Now my gripe with the novel is that I had trouble relating, such is  love for his country so intense , that it builds a metaphorical wall between him and the reader. I was not born and bred in Portugal so a lot of things went over my head despite the research I did beforehand. Really I didn’t love the novel so much, I can see why he is loved in his home country but this love cannot be shared by an outsider like me so its resonancy falls a bit flat.

Book 774 J.G. Ballard – Empire of the Sun

May 17, 2012

 

 

I read Empire of the Sun back in 2001 and I was impressed by this war story/coming of age novel. However as I re read I’m not quite as astounded as I was before.

The story of a young boy stranded in war torn shanghai is equally terrifying and enlightening. As Jim struggles to survive he matures and his worldview starts to change. J.G. Ballard depicts this wonderfully. Also I like the way he shows us how the respectable social classes which he grew up in have turned into nobodies.

In this respect the book succeeds , since it is autobiographical Ballard’ writing simply leaps off the page. You definitely know what he’s talking about. Saying that there are certain passages which are dull and repetitive. There were times where I said inwardly ‘ come on get on with it’. It does drag.

Fortunately it does pick up and ends triumphantly (well in a dour way) but ti is one of those reading experiences that you will not forget too soon.

Book 775 James Kelman – The Busconductor Hines

May 9, 2012

 

 

 

Hmmm it looks like I’m not a James Kelman fan. I didn’t like How Late it was , How Late too much and The Busconductor Hines didn’t really impress me either.

It’s a book that’s supposed to portray a real working class person , with his trials and tribulations but it ends up just focusing on mind numbingly dull repetitive events , such as going down to the pub and screwing up his job constantly.

I didn’t love but I didn’t hate it either.

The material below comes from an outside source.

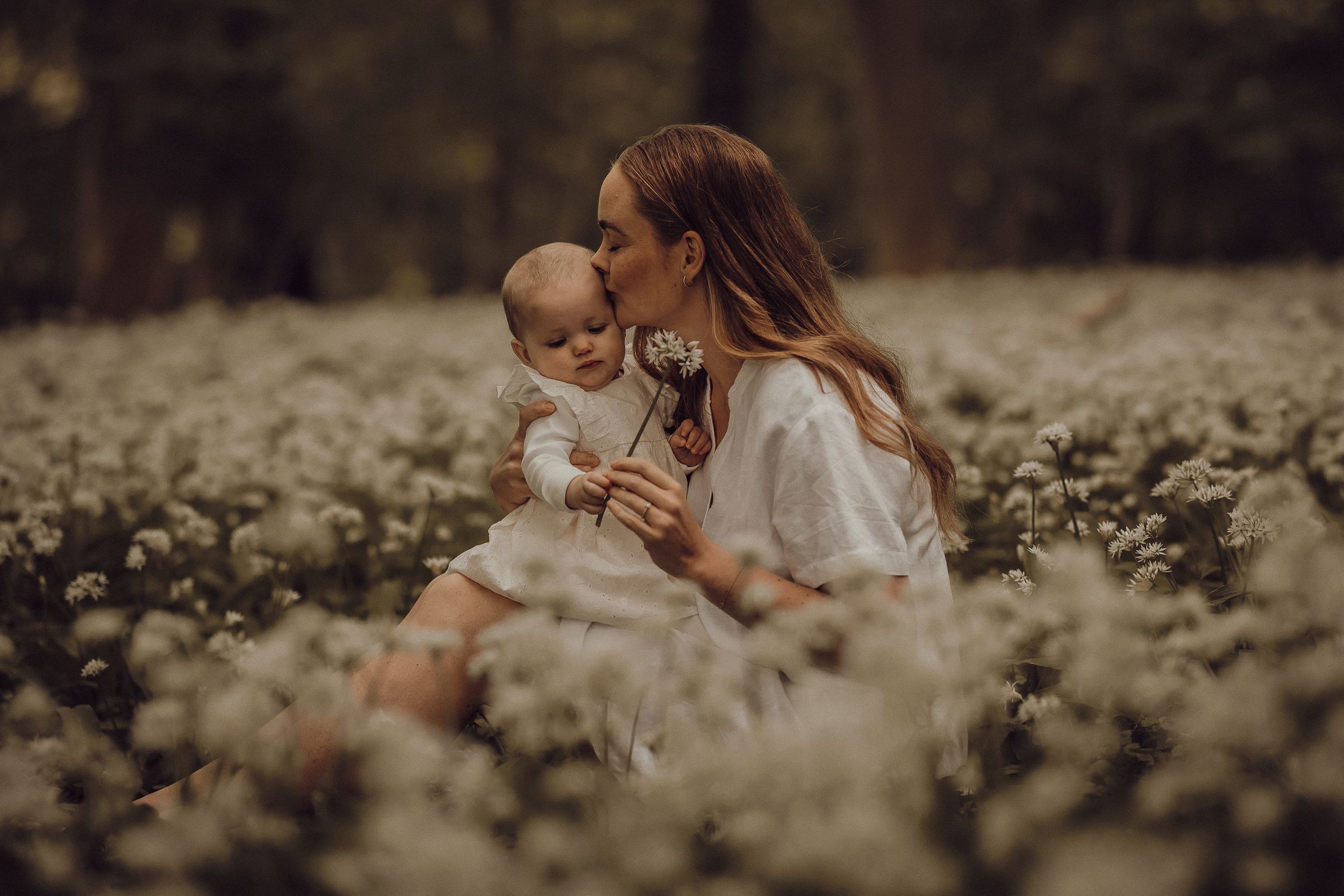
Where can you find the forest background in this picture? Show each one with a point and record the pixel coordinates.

Book 776 Milorad Pavic – The Dictionary of the Khazars : A Lexicon Novel

May 3, 2012

 

It’s funny how experimental novels either a) super engaging reads  (cf Umberto Eco , B.S. Johnson or Ali Smith) or b) fail completely ( a lot that are featured on this list). Dictionary of The Khazars falls between the two. Also as a small disclaimer ; I received the male version of this book as the female one was unavailable at the time.

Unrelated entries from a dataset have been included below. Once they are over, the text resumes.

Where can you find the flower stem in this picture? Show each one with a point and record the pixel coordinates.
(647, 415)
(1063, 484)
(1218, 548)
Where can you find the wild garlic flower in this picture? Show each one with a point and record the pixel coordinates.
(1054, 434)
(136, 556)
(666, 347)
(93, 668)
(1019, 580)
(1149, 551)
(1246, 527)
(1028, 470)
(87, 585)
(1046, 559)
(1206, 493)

The Dictionary of the Khazars is a detailed history of the Khazar race. However the trick is that the novel takes the form of Dictionary entries so as you read each entry you get a an idea of the Khazars story and all the bit players. To make matters more interesting the book is divided into three parts : A Christian , Muslim and Jewish view of the Khazar people AND the making of the dictionary itself (there’s a huge homage to Eco here).

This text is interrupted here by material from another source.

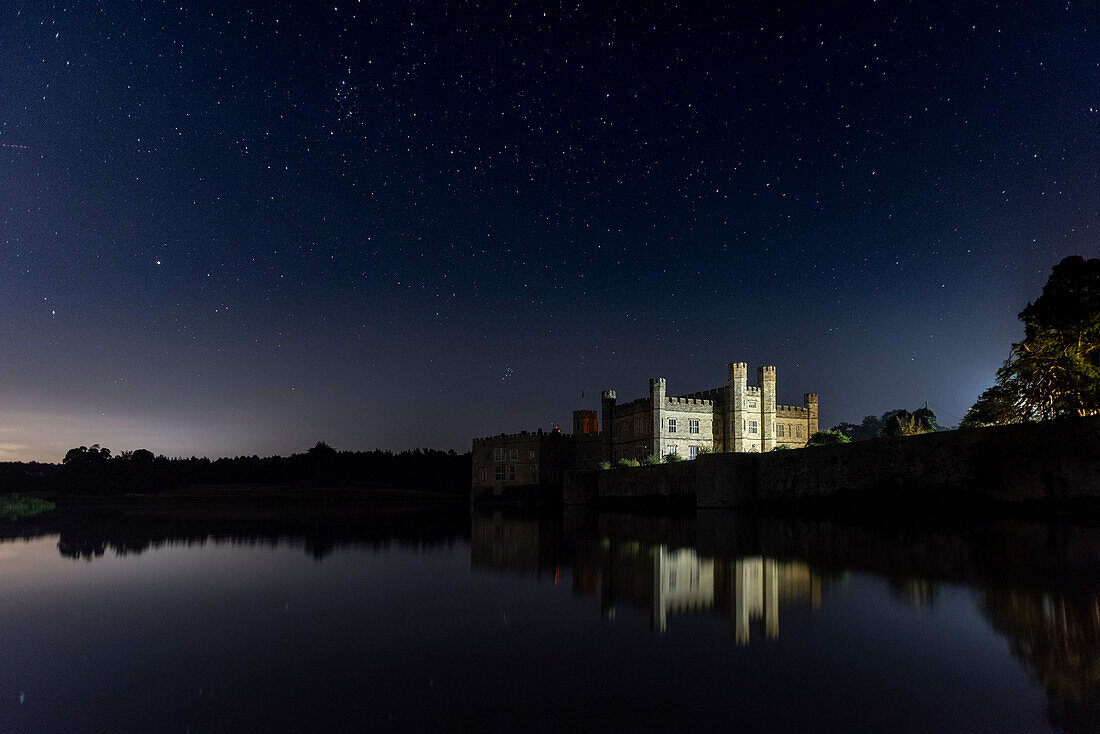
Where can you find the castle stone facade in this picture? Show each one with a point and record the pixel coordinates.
(730, 418)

In some parts I had a lot of fun piecing things together , plus Pavic adds a lot of interesting surreal moments , but I felt that in places the plot runs dry and that the author was trying way too hard to be different. I wouldn’t say that this is a failed experiment but rather a curate’s egg of a book.

 

Book 777 Milan Kundera – The Unbearable Lightness of Being

April 26, 2012

My first encounter with a Kundera novel was in 1999. I had read ‘The Book of Laughter and Forgetting’ and I hated it. I dismissed it as pretentious European artsy rubbish (and in a way I still dislike books that follow that type of style) and promised I would never read him again.

 

And then it’s featured on the list.

So this time round, although skeptical I gave The Unbearable lightness of Being a chance and I loved it.  It’s very often you manage to read a book which is philosophical , political and has romantic background.

It’s Prague , 1968 and the Russians have invaded it. From then onwards the book focuses on the relationships between six individuals (and all are products of the background they grew up in) and how they interact with each other.

In the midst of this Kundera is trying to insert his philosophies on destiny and action , something I’m still not too sure about. After all although we do have free will sometimes things crop up which do effect us.

So yes , I did enjoy reading this and it also it did make me smile. Now and then I don’t mind a bit of romance even if it is intellectualized.